Le front des carrières de Couzon, vu de la Saône (Roman, 1926)

Le poète lyonnais Pierre Dupont (1821-1870) a chanté le travail des carriers. Pour exploiter ce calcaire, les ouvriers de Couzon-au-Mont-d’Or aménageaient des gradins. Son usage premier consistant en moellons, la poudre permettait de les détacher à moindre frais. Dans les années 1840, 80000 mètres cubes de moellons et 10000 mètres cubes de pierres de taille étaient extraits annuellement en moyenne. Plusieurs centaines d’ouvriers travaillaient à Couzon-au-Mont-d’Or qui connut jusqu’à trois ports d’où partaient de lourdes barques appelées « sapines ». Les pierres extraites gagnaient Lyon après seulement douze kilomètres de navigation… Plus généralement, la formation du calcaire jaune s’étend sur les flancs nord, est et sud du massif du Mont-d’Or où des carrières avaient été installées.

Couzon_c

Un accident de navigation sur la Saône (source : Journal de Lyon, 6 novembre 1873, n° 304, p. 2)

Elle a fourni un précieux matériau de construction, surtout comme moellon mais aussi comme pierre de taille. Dure, à grain grossier et présentant des « pores ouverts » (Alléon-Dulac, 1765), elle prend fort bien le mortier.

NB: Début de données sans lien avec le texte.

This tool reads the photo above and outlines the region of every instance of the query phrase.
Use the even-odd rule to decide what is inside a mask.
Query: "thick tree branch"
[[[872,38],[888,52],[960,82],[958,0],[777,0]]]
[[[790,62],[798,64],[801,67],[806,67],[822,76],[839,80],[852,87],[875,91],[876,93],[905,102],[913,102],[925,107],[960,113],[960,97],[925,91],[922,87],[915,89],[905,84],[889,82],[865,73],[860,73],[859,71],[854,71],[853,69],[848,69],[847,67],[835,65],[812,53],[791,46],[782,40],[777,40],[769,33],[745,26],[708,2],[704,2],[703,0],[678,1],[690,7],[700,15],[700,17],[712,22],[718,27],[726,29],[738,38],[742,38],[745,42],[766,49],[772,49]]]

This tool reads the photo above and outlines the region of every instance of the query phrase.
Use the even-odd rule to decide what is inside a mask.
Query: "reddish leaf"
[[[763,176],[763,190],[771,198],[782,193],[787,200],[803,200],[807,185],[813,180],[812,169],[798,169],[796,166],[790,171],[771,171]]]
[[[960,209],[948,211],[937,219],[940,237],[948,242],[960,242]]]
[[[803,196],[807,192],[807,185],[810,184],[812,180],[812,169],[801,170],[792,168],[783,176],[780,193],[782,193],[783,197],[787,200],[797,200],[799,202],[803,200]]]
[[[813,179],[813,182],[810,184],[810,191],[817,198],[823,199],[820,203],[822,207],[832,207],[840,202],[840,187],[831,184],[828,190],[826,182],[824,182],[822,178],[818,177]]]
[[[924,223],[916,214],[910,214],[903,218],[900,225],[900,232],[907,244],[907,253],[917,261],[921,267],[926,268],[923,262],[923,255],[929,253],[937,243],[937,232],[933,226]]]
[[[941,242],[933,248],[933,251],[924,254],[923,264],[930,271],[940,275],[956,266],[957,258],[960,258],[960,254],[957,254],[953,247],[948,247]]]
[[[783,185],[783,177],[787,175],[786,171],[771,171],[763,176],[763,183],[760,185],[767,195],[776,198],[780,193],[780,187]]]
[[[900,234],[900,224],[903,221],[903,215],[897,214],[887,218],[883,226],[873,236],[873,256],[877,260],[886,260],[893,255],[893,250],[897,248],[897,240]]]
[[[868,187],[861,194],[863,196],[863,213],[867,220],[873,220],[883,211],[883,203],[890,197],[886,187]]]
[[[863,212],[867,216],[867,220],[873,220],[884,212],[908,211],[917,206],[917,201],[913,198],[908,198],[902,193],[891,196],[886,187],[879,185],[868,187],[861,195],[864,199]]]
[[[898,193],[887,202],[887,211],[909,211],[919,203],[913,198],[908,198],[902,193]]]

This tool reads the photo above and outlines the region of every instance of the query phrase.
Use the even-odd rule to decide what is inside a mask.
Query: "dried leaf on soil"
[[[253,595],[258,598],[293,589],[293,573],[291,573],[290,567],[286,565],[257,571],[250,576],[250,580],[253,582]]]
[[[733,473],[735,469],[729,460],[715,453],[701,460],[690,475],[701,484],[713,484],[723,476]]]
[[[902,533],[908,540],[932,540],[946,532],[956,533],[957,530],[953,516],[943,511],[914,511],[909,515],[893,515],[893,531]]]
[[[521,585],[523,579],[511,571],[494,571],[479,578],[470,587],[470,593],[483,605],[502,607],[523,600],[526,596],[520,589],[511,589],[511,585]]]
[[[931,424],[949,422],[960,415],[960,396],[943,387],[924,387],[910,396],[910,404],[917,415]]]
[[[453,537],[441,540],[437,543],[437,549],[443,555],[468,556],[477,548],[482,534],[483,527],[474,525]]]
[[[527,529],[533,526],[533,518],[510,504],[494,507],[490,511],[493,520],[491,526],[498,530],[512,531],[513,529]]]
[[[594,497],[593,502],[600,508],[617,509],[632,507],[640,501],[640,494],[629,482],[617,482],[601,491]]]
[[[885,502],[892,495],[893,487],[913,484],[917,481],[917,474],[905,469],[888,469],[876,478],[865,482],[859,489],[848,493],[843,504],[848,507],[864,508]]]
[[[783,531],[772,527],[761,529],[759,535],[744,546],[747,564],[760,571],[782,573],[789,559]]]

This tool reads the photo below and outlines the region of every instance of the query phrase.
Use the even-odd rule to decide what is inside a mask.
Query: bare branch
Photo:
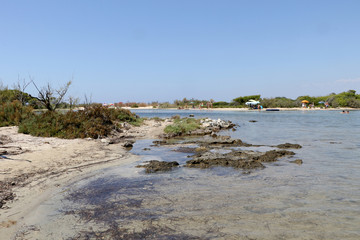
[[[92,104],[92,94],[90,94],[90,97],[88,97],[86,94],[85,94],[85,102],[84,102],[84,105],[85,106],[90,106]]]
[[[31,83],[31,81],[27,82],[25,80],[25,78],[22,79],[22,81],[21,81],[20,76],[18,76],[18,81],[16,84],[14,84],[14,89],[18,91],[17,98],[21,102],[22,105],[26,104],[28,94],[25,93],[25,90],[29,86],[30,83]]]
[[[32,78],[30,79],[38,92],[36,99],[49,111],[55,111],[59,107],[72,83],[72,81],[69,81],[59,89],[53,89],[50,83],[48,83],[46,87],[39,89],[34,80]]]

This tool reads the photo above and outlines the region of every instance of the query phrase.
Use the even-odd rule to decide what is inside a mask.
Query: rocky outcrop
[[[206,152],[196,154],[186,162],[186,167],[209,168],[213,166],[233,167],[242,169],[264,168],[263,162],[275,162],[279,158],[295,153],[290,151],[232,151],[230,153]]]
[[[293,144],[293,143],[284,143],[284,144],[279,144],[276,146],[277,148],[281,148],[281,149],[299,149],[301,148],[301,145],[299,144]]]
[[[165,172],[170,171],[174,167],[179,166],[178,162],[164,162],[158,160],[148,161],[145,165],[138,165],[138,168],[145,168],[146,173]]]
[[[221,119],[210,119],[205,118],[200,120],[201,127],[199,129],[195,129],[186,133],[164,133],[160,135],[161,138],[169,139],[175,138],[178,136],[204,136],[204,135],[212,135],[216,136],[216,133],[220,130],[225,129],[234,129],[236,126],[231,121],[221,120]]]
[[[235,124],[233,124],[231,121],[221,120],[221,119],[210,119],[205,118],[201,119],[200,123],[202,124],[203,128],[216,128],[216,129],[229,129],[235,127]]]

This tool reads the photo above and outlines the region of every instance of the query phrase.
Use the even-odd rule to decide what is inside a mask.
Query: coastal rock
[[[123,147],[132,148],[132,147],[133,147],[133,144],[134,144],[133,141],[126,141],[126,142],[123,144]]]
[[[223,128],[223,129],[228,129],[228,128],[232,128],[235,126],[235,124],[233,124],[231,121],[225,121],[225,120],[221,120],[221,119],[210,119],[210,118],[205,118],[202,119],[200,121],[200,123],[202,124],[202,126],[204,128]]]
[[[264,168],[264,165],[253,158],[251,151],[233,151],[230,153],[205,152],[193,156],[186,162],[186,167],[209,168],[213,166],[233,167],[242,169]]]
[[[251,144],[244,143],[240,139],[232,139],[230,136],[216,136],[212,135],[212,138],[204,138],[202,140],[196,141],[201,146],[251,146]]]
[[[290,162],[291,162],[291,163],[296,163],[297,165],[303,164],[303,160],[301,160],[301,159],[296,159],[296,160],[290,161]]]
[[[209,149],[205,147],[178,147],[174,149],[174,152],[182,152],[182,153],[199,153],[199,152],[205,152]]]
[[[295,155],[294,152],[286,151],[286,150],[271,150],[267,151],[264,154],[255,157],[256,160],[260,162],[275,162],[279,158],[285,157],[285,156],[292,156]]]
[[[253,146],[248,143],[244,143],[240,139],[232,139],[230,136],[217,136],[216,134],[211,134],[211,136],[204,136],[199,139],[186,140],[187,144],[197,144],[202,147],[250,147]],[[155,140],[153,141],[154,146],[159,145],[174,145],[177,144],[176,141],[173,140]]]
[[[164,162],[158,160],[148,161],[146,165],[138,165],[137,168],[145,168],[146,173],[165,172],[170,171],[174,167],[179,166],[178,162]]]
[[[299,145],[299,144],[293,144],[293,143],[279,144],[279,145],[277,145],[276,147],[277,147],[277,148],[281,148],[281,149],[289,149],[289,148],[299,149],[299,148],[302,148],[301,145]]]
[[[279,158],[294,155],[290,151],[232,151],[230,153],[205,152],[198,153],[186,162],[186,167],[209,168],[213,166],[233,167],[242,169],[264,168],[262,162],[275,162]]]

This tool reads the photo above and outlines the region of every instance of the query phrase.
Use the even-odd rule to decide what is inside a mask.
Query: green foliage
[[[145,118],[137,118],[135,121],[130,122],[130,124],[136,127],[140,127],[144,121]]]
[[[154,120],[154,121],[156,121],[156,122],[163,122],[163,121],[165,121],[165,119],[163,119],[163,118],[159,118],[159,117],[152,117],[152,118],[150,118],[151,120]]]
[[[47,111],[33,115],[19,125],[19,132],[42,137],[99,138],[117,130],[120,122],[140,125],[141,119],[125,109],[110,109],[92,105],[84,111],[65,114]]]
[[[276,98],[264,98],[261,100],[260,103],[265,108],[276,108],[276,107],[283,107],[283,108],[292,108],[298,107],[297,103],[286,97],[276,97]]]
[[[213,108],[226,108],[226,107],[230,107],[230,103],[222,102],[222,101],[213,103]]]
[[[199,129],[200,120],[195,118],[175,118],[174,123],[166,126],[165,133],[174,133],[176,135],[187,134],[190,131]]]
[[[14,89],[3,89],[0,90],[0,103],[19,100],[20,96],[24,98],[24,103],[29,103],[32,100],[32,97],[27,93]]]
[[[332,107],[360,107],[360,95],[355,90],[349,90],[339,94],[331,94],[327,96],[326,101]]]
[[[250,96],[238,97],[238,98],[234,98],[233,101],[241,106],[245,106],[245,103],[251,99],[260,100],[260,96],[261,95],[250,95]]]
[[[0,127],[19,125],[23,119],[33,115],[32,108],[26,107],[20,101],[5,102],[0,105]]]

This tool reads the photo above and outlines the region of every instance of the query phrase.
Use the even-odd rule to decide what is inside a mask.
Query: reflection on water
[[[359,239],[360,112],[191,113],[232,120],[240,127],[224,134],[251,144],[298,143],[303,148],[294,152],[304,164],[281,159],[250,174],[222,167],[145,174],[135,168],[139,163],[106,169],[65,194],[61,213],[53,213],[52,220],[72,231],[58,234],[73,239]],[[151,145],[138,141],[132,152],[142,161],[181,165],[191,155]]]

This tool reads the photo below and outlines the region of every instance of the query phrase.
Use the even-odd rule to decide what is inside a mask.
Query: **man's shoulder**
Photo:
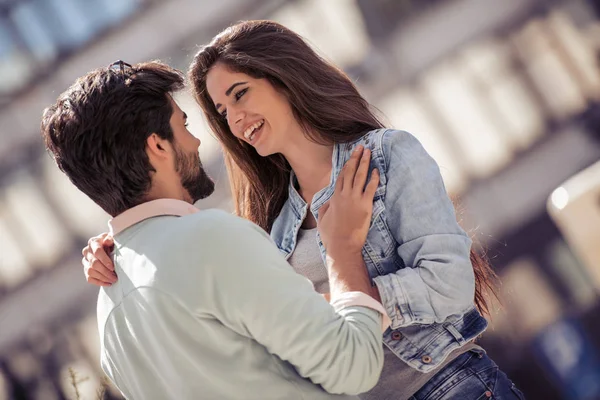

Les meilleurs bancs se sont prêtés à la taille de grandes pièces : encadrements de portes, fenêtres à meneaux et cheminées de cuisine (puisque la pierre résiste au feu).

En 1879, dans l’introduction du premier numéro de La Construction Lyonnaise, Revue mensuelle des entreprises publiques et privées, les auteurs se réjouissaient de la situation lyonnaise, « un centre où l’on peut se procurer en abondance, avec facilité et relativement à peu de frais, tous les matériaux nécessaires pour construire des habitations et des monuments avec élégance et solidité ». Les pierres du massif du Mont-d’Or y tenaient une place de choix, fournissant la majorité des moellons destinés à la maçonnerie ordinaire. Il suffit de gratter les murs pour retrouver un peu de cet or minéral !

3 réflexions sur « Lyon, cité d’or ? »

  1. Pour les personnes intéressées, voici quelques éléments bibliographiques :
    Alléon Dulac (1765) – Mémoires pour servir à l’histoire naturelle des provinces de Lyonnois, Forez et Beaujolois. Lyon, Claude Cizeron, tome II, 319 p.
    David L. (1976) – « Les roches utilisées dans la construction de la ville de Lyon ». Bulletin de la Société Linnéenne de Lyon, 7, p. VI-X.
    Debard E., Philippe M., Rulleau L., Savay-Guerraz, Tritenne D. et Montmessin Y. (2012) – Promenade géologique à Lyon. Colline de Fourvière. Paris, Muséum national d’histoire naturelle.
    Debard E., Philippe M., Rulleau L., Savay-Guerraz, Tritenne D. et Montmessin Y. (2012) – Promenade géologique à Lyon. Vieux-Lyon. Paris, Muséum national d’histoire naturelle.
    Demarcq G. (1973) – Lyonnais. Vallée du Rhône. Paris, Masson.
    Drian A. (1849) – Minéralogie et pétralogie des environs de Lyon. Lyon, Charles Savy Jeune.
    Falsan A. et Locard A. (1866) – Monographie géologique du Mont-d’Or lyonnais et de ses dépendances. Lyon, Imprimerie Pitrat Aîné.
    Mazenot G. (1936) – « Les ressources minérales de la région lyonnaise ». Les Études rhodaniennes, 12, 2, 123-258.
    Mongereau N. (2010) – Géologie de Lyon. L’histoire. L’utilisation. Les pièges. Lyon, Editions lyonnaises d’arts et d’histoire.

  2. Merci pour cette communication ! Mais vous ne semblez pas tenir compte de l’existence, au nord-est du Mont d’Or, des carrières des Pierres Dorées, entre l’Arbresle et Villefranche. Le thermes de Pierres Dorées est donné à cet espace vers 1960 et il est aujourd’hui comme une image de marque. Les carrières des Pierres Dorées ont été utilisées pour la construction du vieux Saint-Jean à la Renaissance. Alléon-Dullac les situe. Les gisements du Mont d’Or sont certes proches géologiquement de ceux des Pierres Dorées, mais ils sont aussi très différents.